Probabilistic models and statistics for electronic financial markets in the digital age
Markus Bibinger
TL;DR
This paper surveys recent advances in statistics for discretely observed semimartingales in electronic financial markets, focusing on jumps, rough volatility, and one-sided limit-order microstructure noise. It develops and compares jump-detection tools based on extreme value theory, including a Gumbel-based test and a Rényi-order-statistics test with Deheuvels-type limits, and analyzes the identifiability and estimation limits of latent volatility regularity in rough volatility models. It also introduces a stochastic boundary framework (LOMN) for limit-order data, leveraging local minima to yield rate-optimal volatility estimators under one-sided noise and linking taxi-problem ideas to boundary estimation.
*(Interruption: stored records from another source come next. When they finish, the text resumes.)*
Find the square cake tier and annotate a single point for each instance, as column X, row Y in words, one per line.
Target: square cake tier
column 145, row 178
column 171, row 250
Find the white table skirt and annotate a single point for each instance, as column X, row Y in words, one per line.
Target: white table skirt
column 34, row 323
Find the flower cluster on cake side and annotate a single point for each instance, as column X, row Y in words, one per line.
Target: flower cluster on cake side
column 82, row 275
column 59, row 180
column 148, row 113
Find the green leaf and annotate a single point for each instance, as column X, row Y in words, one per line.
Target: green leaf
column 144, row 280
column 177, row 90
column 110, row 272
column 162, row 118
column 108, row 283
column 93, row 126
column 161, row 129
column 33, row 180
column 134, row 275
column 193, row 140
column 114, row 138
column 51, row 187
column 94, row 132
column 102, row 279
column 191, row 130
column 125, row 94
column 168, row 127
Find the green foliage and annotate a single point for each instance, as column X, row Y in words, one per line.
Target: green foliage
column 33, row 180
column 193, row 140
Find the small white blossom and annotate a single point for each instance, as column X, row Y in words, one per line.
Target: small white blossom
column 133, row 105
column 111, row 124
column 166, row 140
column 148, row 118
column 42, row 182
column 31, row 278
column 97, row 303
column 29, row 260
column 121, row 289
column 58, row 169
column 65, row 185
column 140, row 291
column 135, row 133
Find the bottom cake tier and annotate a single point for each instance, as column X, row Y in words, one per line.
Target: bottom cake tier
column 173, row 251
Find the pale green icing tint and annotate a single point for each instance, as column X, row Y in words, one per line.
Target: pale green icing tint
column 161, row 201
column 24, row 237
The outlook highlights multivariate extensions, non-synchronous observations, co-jumps, and high-dimensional risk forecasting, outlining practical avenues for improved inference and risk management in ultra-high-frequency finance.
Abstract
The scope of this manuscript is to review some recent developments in statistics for discretely observed semimartingales which are motivated by applications for financial markets. Our journey through this area stops to take closer looks at a few selected topics discussing recent literature. We moreover highlight and explain the important role played by some classical concepts of probability and statistics. We focus on three main aspects: Testing for jumps; rough fractional stochastic volatility; and limit order microstructure noise. We review jump tests based on extreme value theory and complement the literature proposing new statistical methods. They are based on asymptotic theory of order statistics and the Rényi representation. The second stage of our journey visits a recent strand of research showing that volatility is rough. We further investigate this and establish a minimax lower bound exploring frontiers to what extent the regularity of latent volatility can be recovered in a more general framework. Finally, we discuss a stochastic boundary model with one-sided microstructure noise for high-frequency limit order prices and its probabilistic and statistical foundation.